Every season, the Congolese women dig and drop maize and bean and groundnuts into the soil. They grow their crops and raise their children on these refugee lands, the marginal lands left uninhabited. It is the worst place in Uganda to be a farmer, but still, they break open the earth and plant their seeds. With luck, there will be rain.
“Work is the best medicine,” says Hannah. She is thirty-two years old. She’s lost her parents and her two sons in the war. They were ten and eleven years old.
Hannah keeps a small garden behind her house. She grows bananas and cabbages and climbing beans. She’s dug a shallow pond where several ducks float.
“It saves us from being idle. And idleness is fertile soil for sadness.”
The women I meet gather every Sunday at church to sing and pray and mourn the ghosts of their former lives.
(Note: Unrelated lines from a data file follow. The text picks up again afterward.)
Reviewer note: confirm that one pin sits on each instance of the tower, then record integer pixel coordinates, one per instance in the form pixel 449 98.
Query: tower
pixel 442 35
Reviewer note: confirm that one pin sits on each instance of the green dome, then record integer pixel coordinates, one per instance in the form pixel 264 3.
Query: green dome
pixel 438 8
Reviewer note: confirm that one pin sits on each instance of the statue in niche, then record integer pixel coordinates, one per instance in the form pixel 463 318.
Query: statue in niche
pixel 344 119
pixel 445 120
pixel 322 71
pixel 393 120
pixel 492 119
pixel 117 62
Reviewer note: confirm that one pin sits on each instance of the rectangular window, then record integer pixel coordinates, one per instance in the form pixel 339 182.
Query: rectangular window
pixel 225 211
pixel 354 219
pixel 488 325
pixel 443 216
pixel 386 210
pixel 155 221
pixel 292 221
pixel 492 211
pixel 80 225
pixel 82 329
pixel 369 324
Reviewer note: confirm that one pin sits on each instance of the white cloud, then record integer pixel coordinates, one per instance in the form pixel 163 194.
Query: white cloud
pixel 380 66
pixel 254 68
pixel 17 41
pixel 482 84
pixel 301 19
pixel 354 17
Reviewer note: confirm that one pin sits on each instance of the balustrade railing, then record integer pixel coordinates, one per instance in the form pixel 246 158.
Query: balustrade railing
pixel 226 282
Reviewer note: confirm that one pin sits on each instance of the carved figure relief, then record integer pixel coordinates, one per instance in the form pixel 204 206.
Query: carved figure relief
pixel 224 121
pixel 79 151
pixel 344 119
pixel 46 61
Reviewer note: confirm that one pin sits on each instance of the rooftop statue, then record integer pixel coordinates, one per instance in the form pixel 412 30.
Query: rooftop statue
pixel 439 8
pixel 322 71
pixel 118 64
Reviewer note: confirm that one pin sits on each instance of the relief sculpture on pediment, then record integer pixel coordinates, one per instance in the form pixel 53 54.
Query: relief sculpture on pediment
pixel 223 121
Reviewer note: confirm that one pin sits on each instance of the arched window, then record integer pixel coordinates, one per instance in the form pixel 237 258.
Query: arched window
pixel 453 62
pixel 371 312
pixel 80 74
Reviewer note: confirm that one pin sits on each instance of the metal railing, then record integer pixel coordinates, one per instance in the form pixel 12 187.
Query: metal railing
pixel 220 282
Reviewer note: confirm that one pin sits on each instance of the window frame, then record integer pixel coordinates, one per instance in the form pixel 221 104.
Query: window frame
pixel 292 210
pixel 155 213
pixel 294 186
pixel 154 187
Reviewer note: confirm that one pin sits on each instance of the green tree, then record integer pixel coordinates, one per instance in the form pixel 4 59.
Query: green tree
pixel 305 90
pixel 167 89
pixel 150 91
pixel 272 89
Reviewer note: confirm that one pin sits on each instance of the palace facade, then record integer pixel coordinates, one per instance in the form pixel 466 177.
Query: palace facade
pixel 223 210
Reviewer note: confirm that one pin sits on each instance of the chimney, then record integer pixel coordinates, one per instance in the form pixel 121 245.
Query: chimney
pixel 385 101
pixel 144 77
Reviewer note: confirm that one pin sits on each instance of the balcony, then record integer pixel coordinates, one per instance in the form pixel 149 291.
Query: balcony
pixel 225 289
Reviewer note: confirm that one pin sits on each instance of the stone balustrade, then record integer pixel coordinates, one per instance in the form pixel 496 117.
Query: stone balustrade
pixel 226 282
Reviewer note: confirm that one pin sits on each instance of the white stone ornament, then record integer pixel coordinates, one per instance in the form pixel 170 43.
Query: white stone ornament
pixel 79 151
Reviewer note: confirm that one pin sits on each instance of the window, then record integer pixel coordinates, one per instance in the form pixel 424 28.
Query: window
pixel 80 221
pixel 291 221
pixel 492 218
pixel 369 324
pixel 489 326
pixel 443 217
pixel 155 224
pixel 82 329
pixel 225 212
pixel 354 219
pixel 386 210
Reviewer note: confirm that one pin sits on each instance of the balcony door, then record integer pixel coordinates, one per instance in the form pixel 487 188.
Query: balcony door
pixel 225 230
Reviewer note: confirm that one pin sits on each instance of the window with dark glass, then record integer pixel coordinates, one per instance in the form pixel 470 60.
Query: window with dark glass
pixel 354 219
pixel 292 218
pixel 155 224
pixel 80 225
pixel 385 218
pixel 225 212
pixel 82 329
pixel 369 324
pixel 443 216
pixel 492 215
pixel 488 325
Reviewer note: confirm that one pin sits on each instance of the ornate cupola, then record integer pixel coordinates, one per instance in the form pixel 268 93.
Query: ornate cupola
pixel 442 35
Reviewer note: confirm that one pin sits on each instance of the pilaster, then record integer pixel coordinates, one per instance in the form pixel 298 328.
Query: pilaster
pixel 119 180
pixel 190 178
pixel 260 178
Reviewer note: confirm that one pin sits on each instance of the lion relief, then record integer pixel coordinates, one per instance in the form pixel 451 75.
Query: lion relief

They throw their arms around one another. They weep and smile through tears. They beat empty jerry cans, making a rhythm. Their bodies haven’t forgotten how to dance.
Hannah’s words never leave me.
In the fields of my own labor, I’m writing again. I’m learning how to pray for rain. I’m beginning to accept that the body remembers and that I am not who and what I was before. I cannot write the trauma out of me, but I can try to grow something from it.